Serve with the following sauce: ¼ cup of butter, 1 cup of powdered sugar, ½ cup of cream, 2 tablespoons of sherry or 1 teaspoonful of vanilla. The butter must be worked soft before adding the sugar gradually, then the cream and flavouring, little by little, to prevent separating.

OLD ENGLISH PLUM PUDDING

Two lbs. raisins stoned, 2 lbs. currants, 1½ lbs. Sultanas, 1 lb. mixed peel chopped fine, 2 lbs. brown sugar, 2 lbs. breadcrumbs, 2 lbs. chopped suet, 1½ lemons grated with the juice, 4 ozs. chopped almonds blanched, 2 nutmegs grated, ½ teaspoon of mixed spice, ¼ teaspoon crushed clove, pinch of salt, 6 eggs whisked, ¼ pint (generous) brandy.

Mix all together thoroughly, boil 12 hours, the longer the better on the first day and 2 hours just before serving. This is the secret for making it black and light. This makes about 1 two-quart and 5 one-quart puddings.
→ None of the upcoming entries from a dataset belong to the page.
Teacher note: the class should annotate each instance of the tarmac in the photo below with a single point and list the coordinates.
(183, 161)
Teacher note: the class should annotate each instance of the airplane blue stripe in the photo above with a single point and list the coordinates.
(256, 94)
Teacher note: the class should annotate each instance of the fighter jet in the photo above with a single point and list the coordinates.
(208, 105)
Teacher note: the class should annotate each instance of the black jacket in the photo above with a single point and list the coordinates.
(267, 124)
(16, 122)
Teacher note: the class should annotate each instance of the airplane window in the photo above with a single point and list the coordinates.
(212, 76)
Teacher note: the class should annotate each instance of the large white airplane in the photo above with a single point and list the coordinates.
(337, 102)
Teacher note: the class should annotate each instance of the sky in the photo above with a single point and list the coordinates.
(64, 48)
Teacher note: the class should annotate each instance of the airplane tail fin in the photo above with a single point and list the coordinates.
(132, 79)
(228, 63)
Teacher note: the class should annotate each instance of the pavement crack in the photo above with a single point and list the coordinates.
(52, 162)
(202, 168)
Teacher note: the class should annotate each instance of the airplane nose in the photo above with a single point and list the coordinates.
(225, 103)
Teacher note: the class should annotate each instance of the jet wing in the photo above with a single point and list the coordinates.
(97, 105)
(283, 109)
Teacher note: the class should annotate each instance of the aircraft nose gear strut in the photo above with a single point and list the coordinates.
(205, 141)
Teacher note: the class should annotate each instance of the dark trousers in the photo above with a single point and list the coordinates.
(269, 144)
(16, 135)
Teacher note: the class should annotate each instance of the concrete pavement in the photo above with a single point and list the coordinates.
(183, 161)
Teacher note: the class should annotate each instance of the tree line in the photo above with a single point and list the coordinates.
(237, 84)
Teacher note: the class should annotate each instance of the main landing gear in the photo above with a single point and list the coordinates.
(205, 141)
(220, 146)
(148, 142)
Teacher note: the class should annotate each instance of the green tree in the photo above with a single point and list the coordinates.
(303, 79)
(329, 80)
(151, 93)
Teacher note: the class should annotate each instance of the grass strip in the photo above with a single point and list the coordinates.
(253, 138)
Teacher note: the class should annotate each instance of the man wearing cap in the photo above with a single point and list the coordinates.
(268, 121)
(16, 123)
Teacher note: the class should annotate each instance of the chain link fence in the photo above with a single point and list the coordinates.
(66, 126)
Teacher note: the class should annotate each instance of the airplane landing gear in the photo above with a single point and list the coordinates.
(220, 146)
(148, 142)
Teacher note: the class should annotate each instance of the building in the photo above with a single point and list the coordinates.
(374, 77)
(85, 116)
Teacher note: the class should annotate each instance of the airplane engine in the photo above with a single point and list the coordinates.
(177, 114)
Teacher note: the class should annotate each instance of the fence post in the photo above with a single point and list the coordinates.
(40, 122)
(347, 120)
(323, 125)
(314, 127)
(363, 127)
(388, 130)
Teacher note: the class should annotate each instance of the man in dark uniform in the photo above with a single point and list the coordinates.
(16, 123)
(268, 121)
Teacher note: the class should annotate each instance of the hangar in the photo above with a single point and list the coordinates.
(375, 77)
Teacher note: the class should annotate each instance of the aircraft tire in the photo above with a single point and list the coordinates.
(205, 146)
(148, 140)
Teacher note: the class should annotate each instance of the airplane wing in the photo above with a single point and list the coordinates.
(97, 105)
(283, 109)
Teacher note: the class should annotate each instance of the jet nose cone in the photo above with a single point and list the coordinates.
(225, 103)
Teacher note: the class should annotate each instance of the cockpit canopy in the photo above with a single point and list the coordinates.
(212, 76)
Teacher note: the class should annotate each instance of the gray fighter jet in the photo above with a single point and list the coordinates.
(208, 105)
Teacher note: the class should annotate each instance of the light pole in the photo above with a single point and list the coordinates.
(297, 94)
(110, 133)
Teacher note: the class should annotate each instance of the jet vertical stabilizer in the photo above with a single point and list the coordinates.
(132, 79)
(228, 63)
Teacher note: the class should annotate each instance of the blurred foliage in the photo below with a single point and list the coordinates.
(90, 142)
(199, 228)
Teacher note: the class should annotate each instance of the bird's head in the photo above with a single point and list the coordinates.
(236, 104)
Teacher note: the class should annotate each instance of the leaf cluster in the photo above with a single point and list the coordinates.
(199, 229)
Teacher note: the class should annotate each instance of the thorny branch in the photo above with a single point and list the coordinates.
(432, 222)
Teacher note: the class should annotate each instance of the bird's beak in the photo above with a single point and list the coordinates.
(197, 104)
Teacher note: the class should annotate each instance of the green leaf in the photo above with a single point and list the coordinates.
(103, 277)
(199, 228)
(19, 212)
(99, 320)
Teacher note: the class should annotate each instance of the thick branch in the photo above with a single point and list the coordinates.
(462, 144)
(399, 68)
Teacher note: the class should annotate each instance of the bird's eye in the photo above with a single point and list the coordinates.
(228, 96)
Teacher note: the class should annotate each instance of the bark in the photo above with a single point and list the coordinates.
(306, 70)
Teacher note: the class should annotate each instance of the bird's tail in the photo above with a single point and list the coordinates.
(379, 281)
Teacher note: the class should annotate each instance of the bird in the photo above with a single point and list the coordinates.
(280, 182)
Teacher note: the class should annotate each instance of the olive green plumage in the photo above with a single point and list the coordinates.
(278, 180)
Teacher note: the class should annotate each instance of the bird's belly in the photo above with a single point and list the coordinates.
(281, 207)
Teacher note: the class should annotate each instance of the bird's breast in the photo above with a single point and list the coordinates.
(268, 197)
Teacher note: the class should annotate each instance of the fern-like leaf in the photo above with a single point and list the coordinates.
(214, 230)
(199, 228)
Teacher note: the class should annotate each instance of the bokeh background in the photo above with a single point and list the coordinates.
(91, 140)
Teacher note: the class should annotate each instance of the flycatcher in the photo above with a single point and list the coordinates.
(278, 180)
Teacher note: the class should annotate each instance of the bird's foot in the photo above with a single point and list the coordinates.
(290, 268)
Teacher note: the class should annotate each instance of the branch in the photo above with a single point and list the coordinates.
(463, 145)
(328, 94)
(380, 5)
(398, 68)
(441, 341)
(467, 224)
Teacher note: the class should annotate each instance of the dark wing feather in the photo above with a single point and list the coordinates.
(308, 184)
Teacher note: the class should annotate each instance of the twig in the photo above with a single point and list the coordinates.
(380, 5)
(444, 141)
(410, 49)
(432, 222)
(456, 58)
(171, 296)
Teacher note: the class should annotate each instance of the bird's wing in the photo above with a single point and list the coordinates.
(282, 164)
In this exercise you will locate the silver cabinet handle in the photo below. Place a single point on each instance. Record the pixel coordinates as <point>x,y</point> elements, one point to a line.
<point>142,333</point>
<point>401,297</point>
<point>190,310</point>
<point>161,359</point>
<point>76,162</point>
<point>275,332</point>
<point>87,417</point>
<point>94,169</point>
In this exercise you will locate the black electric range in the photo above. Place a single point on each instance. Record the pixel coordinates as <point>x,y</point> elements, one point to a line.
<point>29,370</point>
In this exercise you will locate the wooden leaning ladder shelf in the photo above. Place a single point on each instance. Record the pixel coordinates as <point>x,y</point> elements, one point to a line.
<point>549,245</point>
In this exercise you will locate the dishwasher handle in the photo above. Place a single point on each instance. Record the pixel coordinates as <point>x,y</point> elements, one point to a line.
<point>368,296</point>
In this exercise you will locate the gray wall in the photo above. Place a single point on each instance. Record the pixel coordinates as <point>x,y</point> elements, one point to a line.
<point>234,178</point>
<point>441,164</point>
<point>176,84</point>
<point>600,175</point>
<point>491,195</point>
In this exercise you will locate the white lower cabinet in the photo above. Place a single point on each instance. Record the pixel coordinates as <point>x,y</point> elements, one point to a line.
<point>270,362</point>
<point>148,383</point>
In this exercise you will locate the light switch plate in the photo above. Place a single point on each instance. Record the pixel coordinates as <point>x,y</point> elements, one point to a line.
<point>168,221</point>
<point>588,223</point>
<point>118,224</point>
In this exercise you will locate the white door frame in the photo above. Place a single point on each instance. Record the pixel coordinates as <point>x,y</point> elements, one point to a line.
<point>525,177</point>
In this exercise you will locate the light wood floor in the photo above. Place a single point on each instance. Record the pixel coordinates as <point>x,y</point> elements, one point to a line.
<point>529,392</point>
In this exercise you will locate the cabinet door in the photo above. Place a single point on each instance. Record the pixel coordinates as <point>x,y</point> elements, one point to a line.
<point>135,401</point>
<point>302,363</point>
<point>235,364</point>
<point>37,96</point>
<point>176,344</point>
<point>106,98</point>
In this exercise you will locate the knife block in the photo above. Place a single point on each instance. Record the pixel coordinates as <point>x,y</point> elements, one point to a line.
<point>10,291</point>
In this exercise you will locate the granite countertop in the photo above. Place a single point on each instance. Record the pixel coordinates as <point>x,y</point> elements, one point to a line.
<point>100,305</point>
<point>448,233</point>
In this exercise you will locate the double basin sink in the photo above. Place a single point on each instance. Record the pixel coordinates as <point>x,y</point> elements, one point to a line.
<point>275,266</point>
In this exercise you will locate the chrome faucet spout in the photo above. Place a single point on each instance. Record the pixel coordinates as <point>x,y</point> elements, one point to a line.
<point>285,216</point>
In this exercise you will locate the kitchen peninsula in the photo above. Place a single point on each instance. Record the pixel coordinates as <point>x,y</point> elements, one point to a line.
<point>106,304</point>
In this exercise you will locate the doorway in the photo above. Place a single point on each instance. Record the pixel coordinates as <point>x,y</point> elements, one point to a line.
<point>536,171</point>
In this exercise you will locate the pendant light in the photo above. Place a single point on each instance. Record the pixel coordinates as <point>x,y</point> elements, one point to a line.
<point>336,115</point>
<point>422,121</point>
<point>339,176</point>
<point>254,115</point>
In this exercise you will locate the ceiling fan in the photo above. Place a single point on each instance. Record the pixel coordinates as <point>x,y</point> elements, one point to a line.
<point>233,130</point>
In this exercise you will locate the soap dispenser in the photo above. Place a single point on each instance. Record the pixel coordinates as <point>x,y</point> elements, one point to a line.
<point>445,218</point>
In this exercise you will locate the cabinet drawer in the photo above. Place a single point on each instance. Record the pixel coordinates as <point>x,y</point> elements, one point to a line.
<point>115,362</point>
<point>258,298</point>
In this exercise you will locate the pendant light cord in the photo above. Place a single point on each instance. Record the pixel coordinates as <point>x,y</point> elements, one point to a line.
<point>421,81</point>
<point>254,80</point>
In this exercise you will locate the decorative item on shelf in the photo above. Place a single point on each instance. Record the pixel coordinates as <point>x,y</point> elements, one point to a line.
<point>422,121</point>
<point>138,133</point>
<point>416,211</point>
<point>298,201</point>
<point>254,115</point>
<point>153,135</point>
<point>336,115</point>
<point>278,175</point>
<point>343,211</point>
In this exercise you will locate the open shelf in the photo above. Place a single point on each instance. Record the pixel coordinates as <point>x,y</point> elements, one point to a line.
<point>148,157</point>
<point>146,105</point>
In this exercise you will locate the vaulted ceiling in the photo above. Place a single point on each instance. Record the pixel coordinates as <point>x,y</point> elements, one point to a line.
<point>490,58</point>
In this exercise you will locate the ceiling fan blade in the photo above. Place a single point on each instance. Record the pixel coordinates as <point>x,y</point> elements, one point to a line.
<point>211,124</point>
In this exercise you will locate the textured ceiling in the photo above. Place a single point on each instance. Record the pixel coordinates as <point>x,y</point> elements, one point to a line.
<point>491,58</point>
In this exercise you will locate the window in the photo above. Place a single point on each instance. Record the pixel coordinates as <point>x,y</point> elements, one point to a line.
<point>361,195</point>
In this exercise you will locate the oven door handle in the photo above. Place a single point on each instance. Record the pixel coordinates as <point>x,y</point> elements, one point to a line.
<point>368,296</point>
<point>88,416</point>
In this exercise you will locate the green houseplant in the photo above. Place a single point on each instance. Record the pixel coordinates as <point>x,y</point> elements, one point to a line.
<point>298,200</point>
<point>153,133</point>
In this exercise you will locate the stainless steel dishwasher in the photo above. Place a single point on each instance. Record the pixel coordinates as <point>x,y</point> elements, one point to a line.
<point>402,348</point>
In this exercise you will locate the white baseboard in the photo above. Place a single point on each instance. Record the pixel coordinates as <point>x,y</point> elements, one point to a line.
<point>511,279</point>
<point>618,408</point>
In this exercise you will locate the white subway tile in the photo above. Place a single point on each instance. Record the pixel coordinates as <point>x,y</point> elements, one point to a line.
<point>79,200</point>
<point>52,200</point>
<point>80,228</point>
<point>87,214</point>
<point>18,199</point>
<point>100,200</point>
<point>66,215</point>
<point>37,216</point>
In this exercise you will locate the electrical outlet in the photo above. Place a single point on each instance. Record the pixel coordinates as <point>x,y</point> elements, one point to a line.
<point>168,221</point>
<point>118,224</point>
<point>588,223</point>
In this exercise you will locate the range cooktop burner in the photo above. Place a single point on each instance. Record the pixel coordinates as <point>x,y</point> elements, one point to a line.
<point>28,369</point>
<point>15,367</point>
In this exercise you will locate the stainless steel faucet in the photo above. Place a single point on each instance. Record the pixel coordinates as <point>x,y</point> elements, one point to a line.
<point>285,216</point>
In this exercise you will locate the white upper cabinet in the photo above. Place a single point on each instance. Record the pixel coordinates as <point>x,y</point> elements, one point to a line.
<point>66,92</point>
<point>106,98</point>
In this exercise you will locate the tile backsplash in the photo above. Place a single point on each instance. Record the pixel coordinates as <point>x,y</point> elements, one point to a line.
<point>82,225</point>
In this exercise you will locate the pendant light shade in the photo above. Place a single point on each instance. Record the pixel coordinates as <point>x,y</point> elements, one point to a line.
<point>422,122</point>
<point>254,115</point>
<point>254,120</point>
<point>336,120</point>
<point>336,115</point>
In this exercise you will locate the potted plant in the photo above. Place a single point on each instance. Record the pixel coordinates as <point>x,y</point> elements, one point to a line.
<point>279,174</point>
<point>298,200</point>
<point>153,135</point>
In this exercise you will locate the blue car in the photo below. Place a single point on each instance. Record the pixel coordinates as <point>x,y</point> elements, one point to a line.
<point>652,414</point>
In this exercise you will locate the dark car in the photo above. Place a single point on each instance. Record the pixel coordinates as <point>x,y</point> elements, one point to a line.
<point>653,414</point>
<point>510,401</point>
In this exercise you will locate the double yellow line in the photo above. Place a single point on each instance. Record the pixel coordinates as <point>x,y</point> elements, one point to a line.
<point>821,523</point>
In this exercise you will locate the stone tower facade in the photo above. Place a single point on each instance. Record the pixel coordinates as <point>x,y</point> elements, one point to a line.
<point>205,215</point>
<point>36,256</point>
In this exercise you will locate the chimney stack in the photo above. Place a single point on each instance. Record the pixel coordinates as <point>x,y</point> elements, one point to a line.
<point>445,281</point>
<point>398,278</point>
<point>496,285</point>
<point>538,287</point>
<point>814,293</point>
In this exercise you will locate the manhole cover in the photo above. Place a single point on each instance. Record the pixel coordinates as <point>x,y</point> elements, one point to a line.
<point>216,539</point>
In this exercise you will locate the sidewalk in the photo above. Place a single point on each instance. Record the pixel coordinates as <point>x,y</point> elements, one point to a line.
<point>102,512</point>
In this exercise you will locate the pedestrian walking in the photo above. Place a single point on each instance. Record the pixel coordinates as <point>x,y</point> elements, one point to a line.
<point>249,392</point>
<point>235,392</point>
This recipe makes excellent plum cake, black and rich, by substituting flour for the crumbs and lard for the suet.

BANANA TRIFLE

Put thin slices of bread and butter into a glass dish, then cut 3 or 4 bananas into round slices and place them on the top of bread and butter. Make a pint of sweet custard well flavoured with Madeira and pour over. Beat stiff ½ pint of cream and put on top of the trifle when cold.